The practice of judicial review exists almost as long as the American Constitution itself. The arguments regarding it have been raging since the 19th century and still remain unresolved.
The judicial review is the power of the Supreme Court to examine a piece of legislation and rule out whether it is Constitutional or not. That power was first exercised in 1803 in the Marbury v. Madison case. Since then, the Supreme Court has held 176 acts of the US Congress unconstitutional. The major point of disagreement regarding the power of judicial review is that it allows judges to affect the decisions of the legislative branch of power. Hamilton considered that a violation of the Constitution since he thought that the Congress has the power to decide on its own whether a certain provision is constitutional or not (Hamilton, 1788). Thomas Jefferson supported that viewpoint: “to consider the judges as the ultimate arbiters of all constitutional questions; a very dangerous doctrine indeed, and one which would place us under the despotism of an oligarchy. Our judges are as honest as other men, and not more so” (Jefferson, 1859). The concept of the Separation of Powers, which is one of the cornerstones of the Constitution, dictates that no branch of the government has the right to take on the responsibilities or powers of the other branch. The concept of the judicial review undermines that principle by giving the judicial branch power to directly affect the legislative decisions. However, that power is balanced by the fact that the Supreme Court’s jurisdiction is defined by the Congress. That means that some legislative and executive actions can be made unreviewable. Another concept, limiting the power of the Court is the self-imposed judicial restraint meaning that the review can only happen when it is strictly necessary. The exact rules of the judicial restraint were outlined by Justice Brandies in the Ashwander v. Tennessee case in 1936 and state that there must be a defined set of facts, a victim and a defined conflict of interests (United States Supreme Court, 1936).

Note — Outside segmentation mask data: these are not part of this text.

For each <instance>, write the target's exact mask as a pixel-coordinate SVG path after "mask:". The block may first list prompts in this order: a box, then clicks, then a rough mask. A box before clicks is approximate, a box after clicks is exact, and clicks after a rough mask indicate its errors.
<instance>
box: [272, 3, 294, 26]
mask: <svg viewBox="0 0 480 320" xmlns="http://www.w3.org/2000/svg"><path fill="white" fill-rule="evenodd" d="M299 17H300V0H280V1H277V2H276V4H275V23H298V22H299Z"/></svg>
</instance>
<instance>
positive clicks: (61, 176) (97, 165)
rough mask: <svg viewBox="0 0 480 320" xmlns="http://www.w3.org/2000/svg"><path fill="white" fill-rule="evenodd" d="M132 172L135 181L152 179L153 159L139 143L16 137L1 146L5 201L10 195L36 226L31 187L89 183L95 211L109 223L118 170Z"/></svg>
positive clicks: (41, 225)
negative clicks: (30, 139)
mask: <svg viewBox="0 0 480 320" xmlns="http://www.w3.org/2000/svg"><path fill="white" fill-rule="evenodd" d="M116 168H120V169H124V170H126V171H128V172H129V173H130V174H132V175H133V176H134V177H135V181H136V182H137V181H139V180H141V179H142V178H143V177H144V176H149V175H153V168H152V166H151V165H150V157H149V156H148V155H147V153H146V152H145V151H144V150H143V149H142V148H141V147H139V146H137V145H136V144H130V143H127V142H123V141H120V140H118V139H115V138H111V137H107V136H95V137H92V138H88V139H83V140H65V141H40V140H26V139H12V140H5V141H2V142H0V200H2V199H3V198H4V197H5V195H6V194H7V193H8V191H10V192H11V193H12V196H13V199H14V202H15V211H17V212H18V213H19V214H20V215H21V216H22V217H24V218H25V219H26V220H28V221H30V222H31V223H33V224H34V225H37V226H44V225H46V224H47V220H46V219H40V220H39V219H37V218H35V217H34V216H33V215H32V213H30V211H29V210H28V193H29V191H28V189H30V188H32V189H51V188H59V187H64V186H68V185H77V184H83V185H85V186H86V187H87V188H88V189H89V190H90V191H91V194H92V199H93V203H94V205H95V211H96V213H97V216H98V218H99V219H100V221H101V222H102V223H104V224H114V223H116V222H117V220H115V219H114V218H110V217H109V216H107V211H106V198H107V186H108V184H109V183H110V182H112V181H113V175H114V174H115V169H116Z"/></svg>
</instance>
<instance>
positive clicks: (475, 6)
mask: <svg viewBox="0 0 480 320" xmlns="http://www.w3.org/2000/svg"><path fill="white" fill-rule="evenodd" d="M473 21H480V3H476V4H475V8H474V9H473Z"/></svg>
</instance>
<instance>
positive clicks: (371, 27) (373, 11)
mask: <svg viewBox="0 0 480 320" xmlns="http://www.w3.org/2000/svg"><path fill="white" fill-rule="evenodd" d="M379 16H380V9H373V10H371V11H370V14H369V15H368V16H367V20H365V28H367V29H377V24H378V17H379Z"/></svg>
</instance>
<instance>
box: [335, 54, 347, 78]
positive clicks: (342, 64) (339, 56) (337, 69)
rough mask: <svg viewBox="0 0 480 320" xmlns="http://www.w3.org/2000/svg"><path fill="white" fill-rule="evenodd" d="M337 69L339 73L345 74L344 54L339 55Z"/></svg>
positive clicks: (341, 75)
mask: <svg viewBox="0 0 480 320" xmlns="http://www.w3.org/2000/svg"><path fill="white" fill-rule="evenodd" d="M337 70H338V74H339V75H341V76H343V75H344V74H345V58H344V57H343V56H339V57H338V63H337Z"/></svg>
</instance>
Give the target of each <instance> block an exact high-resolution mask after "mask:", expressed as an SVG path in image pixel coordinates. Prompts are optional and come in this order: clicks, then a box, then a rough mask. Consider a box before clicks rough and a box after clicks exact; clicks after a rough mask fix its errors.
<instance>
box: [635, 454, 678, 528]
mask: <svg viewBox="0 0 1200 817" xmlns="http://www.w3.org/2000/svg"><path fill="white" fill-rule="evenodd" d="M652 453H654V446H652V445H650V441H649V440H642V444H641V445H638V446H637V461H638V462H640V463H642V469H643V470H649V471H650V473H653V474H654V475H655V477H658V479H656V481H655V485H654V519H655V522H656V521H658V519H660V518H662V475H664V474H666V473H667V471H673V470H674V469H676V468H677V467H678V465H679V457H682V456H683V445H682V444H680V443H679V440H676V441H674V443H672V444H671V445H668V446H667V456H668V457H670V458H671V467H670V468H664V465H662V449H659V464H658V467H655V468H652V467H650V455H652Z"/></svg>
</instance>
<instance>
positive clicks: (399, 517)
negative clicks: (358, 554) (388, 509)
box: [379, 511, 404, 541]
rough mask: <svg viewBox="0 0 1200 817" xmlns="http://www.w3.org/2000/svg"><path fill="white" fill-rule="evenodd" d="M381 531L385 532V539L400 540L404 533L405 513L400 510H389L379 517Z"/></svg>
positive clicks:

Overall, the system of the judicial review seems like a valid counterbalance to the power of the Congress. While the legislative branch of power is supposed to follow the principles of the Constitution on its own, there is always a risk that a group of Congressmen can conspire to violate them for personal gain. Even though the Congress is controlled by the elections, the population of the country has little means to prevent transgressions by the representatives already in power. The system of the judicial reviews puts an additional hurdle in the way of unconstitutional decisions. The judges can overstep their boundaries, but it seems there is no way to prevent all the possibilities of abuse. And the review system is balanced out by the principles of the judicial restraint and the ability of the Congress to make certain decisions immune to the review.
The judicial review system is a Catch 22. It violates the powers of the Congress, seemingly giving the judicial system full control of the legislative branch of the government. And at the same time, if there is no judicial review, the legislative branch can make any laws they deem necessary, granting them too much influence over both the judicial and the executive branches. One way or another, the balance of powers is tilted. However, the judicial review system was maintained for over 200 years. It has been refined and balanced out by various acts and regulations. It seems that the system is way too important for the balance of powers in the government, and its removal might lead to a huge shift in the rights and responsibilities of all of the government institutions.
Hamilton, A. (1788)The Federalist No. 78 The Judiciary Department. Independent Journal.
Jefferson, T. (1859). Letter to William Jarvis (1820). In Washington, H.A. (Ed.), The Writings of Thomas Jefferson (pp. 177-181). New York, NY: Derby & Jackson.
United States Supreme Court. (1936). Ashwander v. Tennessee Valley Authority. Web.